Ворра перекосило. Он начал с искренней озабоченности, чтобы нагло увильнуть от ответа, скрывшись под маской хорошо обдуманного прогноза, заключил я. Пьяный старый дурак.
— Ну, как я уже говорил, похоже, это в некотором роде… эрозия, другого слова я не могу, ммм…
— Рак? Вы имеете в виду рак? У него рак?
— Ну, не совсем… то есть, да, одна из форм, штаммов того, что, эээ, в быту называют раком, — но ничего похожего я никогда не видел. По правде говоря, проведенные мною анализы не показали, ммм…
— Вы не имеете представления, верно? Ни малейшего представления.
Знаете, я мог бы с тем же успехом добавить: «Ты, пьяный старый дурак». Конечно, он уловил тон.
— Иисусе , Лукас — ты самый невыносимый!.. Окажи мне маленькую услугу, хорошо? Если когда-нибудь заболеешь, пожалуйста, не приходи ко мне, ладно? Я не смогу лечить тебя как полагается.
— Дорогой доктор Ворр, — улыбнулся я, отворачиваясь. — Налейте себе чего-нибудь выпить, пока мы ждем «скорую».

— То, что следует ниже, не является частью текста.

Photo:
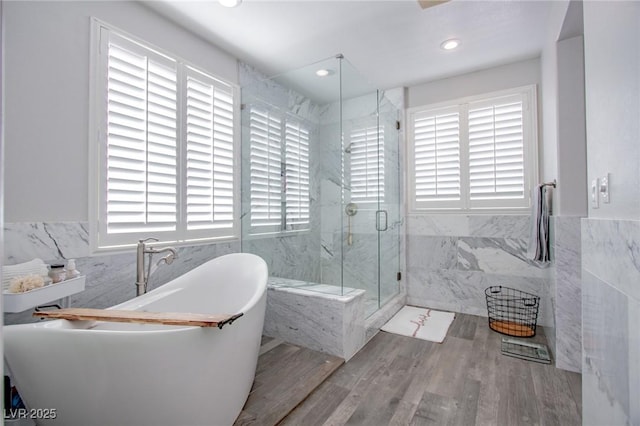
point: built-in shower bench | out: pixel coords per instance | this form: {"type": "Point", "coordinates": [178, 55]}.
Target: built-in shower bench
{"type": "Point", "coordinates": [321, 317]}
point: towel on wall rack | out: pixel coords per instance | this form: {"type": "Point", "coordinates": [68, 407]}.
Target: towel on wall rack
{"type": "Point", "coordinates": [538, 248]}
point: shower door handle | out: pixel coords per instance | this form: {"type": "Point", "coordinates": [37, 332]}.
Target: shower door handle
{"type": "Point", "coordinates": [380, 224]}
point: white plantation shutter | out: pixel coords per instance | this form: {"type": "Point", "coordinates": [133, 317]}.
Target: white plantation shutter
{"type": "Point", "coordinates": [166, 151]}
{"type": "Point", "coordinates": [436, 158]}
{"type": "Point", "coordinates": [474, 154]}
{"type": "Point", "coordinates": [496, 149]}
{"type": "Point", "coordinates": [141, 131]}
{"type": "Point", "coordinates": [210, 156]}
{"type": "Point", "coordinates": [265, 157]}
{"type": "Point", "coordinates": [296, 175]}
{"type": "Point", "coordinates": [367, 165]}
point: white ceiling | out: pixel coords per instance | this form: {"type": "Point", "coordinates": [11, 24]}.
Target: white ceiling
{"type": "Point", "coordinates": [391, 43]}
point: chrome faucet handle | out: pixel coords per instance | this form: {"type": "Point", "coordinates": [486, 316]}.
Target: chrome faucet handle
{"type": "Point", "coordinates": [148, 239]}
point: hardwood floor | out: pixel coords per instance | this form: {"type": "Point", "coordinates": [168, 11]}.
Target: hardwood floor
{"type": "Point", "coordinates": [396, 380]}
{"type": "Point", "coordinates": [285, 376]}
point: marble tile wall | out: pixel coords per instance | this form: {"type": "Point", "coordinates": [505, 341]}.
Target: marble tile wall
{"type": "Point", "coordinates": [325, 322]}
{"type": "Point", "coordinates": [610, 319]}
{"type": "Point", "coordinates": [452, 259]}
{"type": "Point", "coordinates": [566, 293]}
{"type": "Point", "coordinates": [110, 277]}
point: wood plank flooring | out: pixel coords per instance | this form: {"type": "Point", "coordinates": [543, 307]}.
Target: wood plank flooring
{"type": "Point", "coordinates": [285, 376]}
{"type": "Point", "coordinates": [396, 380]}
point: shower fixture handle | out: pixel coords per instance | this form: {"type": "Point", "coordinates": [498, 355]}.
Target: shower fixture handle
{"type": "Point", "coordinates": [351, 210]}
{"type": "Point", "coordinates": [381, 226]}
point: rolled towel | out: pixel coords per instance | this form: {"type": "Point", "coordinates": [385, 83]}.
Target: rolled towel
{"type": "Point", "coordinates": [33, 267]}
{"type": "Point", "coordinates": [26, 283]}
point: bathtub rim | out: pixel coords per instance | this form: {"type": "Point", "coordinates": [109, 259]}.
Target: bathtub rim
{"type": "Point", "coordinates": [64, 326]}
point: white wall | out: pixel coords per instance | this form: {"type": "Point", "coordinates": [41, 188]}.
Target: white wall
{"type": "Point", "coordinates": [47, 54]}
{"type": "Point", "coordinates": [2, 26]}
{"type": "Point", "coordinates": [610, 271]}
{"type": "Point", "coordinates": [549, 72]}
{"type": "Point", "coordinates": [572, 147]}
{"type": "Point", "coordinates": [476, 83]}
{"type": "Point", "coordinates": [612, 70]}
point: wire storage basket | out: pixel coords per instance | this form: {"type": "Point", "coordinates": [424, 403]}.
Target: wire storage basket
{"type": "Point", "coordinates": [512, 312]}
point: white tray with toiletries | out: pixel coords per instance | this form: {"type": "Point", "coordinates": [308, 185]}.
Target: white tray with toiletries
{"type": "Point", "coordinates": [18, 302]}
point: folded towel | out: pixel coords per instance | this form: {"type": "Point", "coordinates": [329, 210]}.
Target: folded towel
{"type": "Point", "coordinates": [538, 248]}
{"type": "Point", "coordinates": [32, 267]}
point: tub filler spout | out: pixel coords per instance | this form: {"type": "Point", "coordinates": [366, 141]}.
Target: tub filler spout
{"type": "Point", "coordinates": [142, 275]}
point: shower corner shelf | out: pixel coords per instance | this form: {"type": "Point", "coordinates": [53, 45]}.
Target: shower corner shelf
{"type": "Point", "coordinates": [19, 302]}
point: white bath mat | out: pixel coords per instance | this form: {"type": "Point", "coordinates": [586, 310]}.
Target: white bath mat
{"type": "Point", "coordinates": [421, 323]}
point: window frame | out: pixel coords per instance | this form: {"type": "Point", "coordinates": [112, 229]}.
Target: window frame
{"type": "Point", "coordinates": [100, 241]}
{"type": "Point", "coordinates": [465, 205]}
{"type": "Point", "coordinates": [370, 176]}
{"type": "Point", "coordinates": [285, 121]}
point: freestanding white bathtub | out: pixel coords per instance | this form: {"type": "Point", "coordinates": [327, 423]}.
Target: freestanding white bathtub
{"type": "Point", "coordinates": [99, 373]}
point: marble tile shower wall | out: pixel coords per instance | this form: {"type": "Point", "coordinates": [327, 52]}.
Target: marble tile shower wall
{"type": "Point", "coordinates": [610, 321]}
{"type": "Point", "coordinates": [451, 259]}
{"type": "Point", "coordinates": [110, 277]}
{"type": "Point", "coordinates": [292, 255]}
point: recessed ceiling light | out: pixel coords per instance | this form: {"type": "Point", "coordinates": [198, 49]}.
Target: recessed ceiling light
{"type": "Point", "coordinates": [230, 3]}
{"type": "Point", "coordinates": [324, 72]}
{"type": "Point", "coordinates": [450, 44]}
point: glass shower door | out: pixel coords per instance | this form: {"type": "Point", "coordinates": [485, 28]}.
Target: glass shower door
{"type": "Point", "coordinates": [371, 203]}
{"type": "Point", "coordinates": [388, 214]}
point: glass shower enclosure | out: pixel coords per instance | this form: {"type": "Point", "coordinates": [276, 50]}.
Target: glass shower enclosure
{"type": "Point", "coordinates": [321, 181]}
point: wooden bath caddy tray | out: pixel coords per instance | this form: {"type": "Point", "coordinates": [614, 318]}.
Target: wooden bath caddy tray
{"type": "Point", "coordinates": [166, 318]}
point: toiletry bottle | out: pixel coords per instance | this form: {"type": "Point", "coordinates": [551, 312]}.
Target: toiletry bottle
{"type": "Point", "coordinates": [72, 272]}
{"type": "Point", "coordinates": [57, 273]}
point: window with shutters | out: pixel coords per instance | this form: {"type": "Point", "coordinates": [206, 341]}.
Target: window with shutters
{"type": "Point", "coordinates": [366, 164]}
{"type": "Point", "coordinates": [279, 172]}
{"type": "Point", "coordinates": [166, 147]}
{"type": "Point", "coordinates": [474, 155]}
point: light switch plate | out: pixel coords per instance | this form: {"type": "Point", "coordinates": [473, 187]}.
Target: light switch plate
{"type": "Point", "coordinates": [604, 189]}
{"type": "Point", "coordinates": [595, 193]}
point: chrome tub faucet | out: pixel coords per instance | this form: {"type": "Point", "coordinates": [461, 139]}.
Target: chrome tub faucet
{"type": "Point", "coordinates": [142, 272]}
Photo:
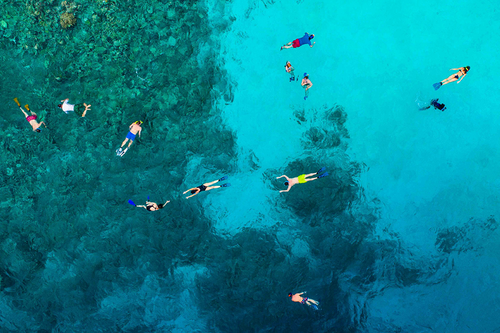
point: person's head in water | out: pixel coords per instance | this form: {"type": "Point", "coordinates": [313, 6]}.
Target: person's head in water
{"type": "Point", "coordinates": [152, 207]}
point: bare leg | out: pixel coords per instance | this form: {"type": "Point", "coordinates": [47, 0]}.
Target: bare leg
{"type": "Point", "coordinates": [452, 78]}
{"type": "Point", "coordinates": [211, 183]}
{"type": "Point", "coordinates": [211, 187]}
{"type": "Point", "coordinates": [87, 108]}
{"type": "Point", "coordinates": [310, 175]}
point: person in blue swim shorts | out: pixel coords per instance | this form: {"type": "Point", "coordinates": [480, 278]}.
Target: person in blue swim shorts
{"type": "Point", "coordinates": [134, 129]}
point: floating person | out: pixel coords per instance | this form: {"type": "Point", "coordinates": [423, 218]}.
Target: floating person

Я ощущал его взгляд, пока неторопливо шел к двери.
— Я, эээ… вообще-то я уже налил, Лукас.
— Да, — подтвердил я, покидая его. — Я так и понял.
Иногда он был в сознании, мой отец, иногда нет. Они кое-что ему давали, шепотом сообщали мне: кое-что от боли. Внутри он — полная развалина, бормотал доктор, полная.
— Я думаю!.. — По контрасту, сиделка теперь едва не визжала, ее глаза широко распахнулись, точно у куклы, марионетки, губы вытянулись вперед эластичной трубочкой; полагаю, основная ее мысль была такова: если мой отец не услышит ее слов (для чего надо быть практически мертвым), остается шанс, что он заметит хотя бы часть ее бурных телодвижений — в некоторой степени осознает ее общую изобильность по части соображаловки (если мне будет позволена дерзость). — Я думаю… сегодня мы чувствуем себя немножко лучше!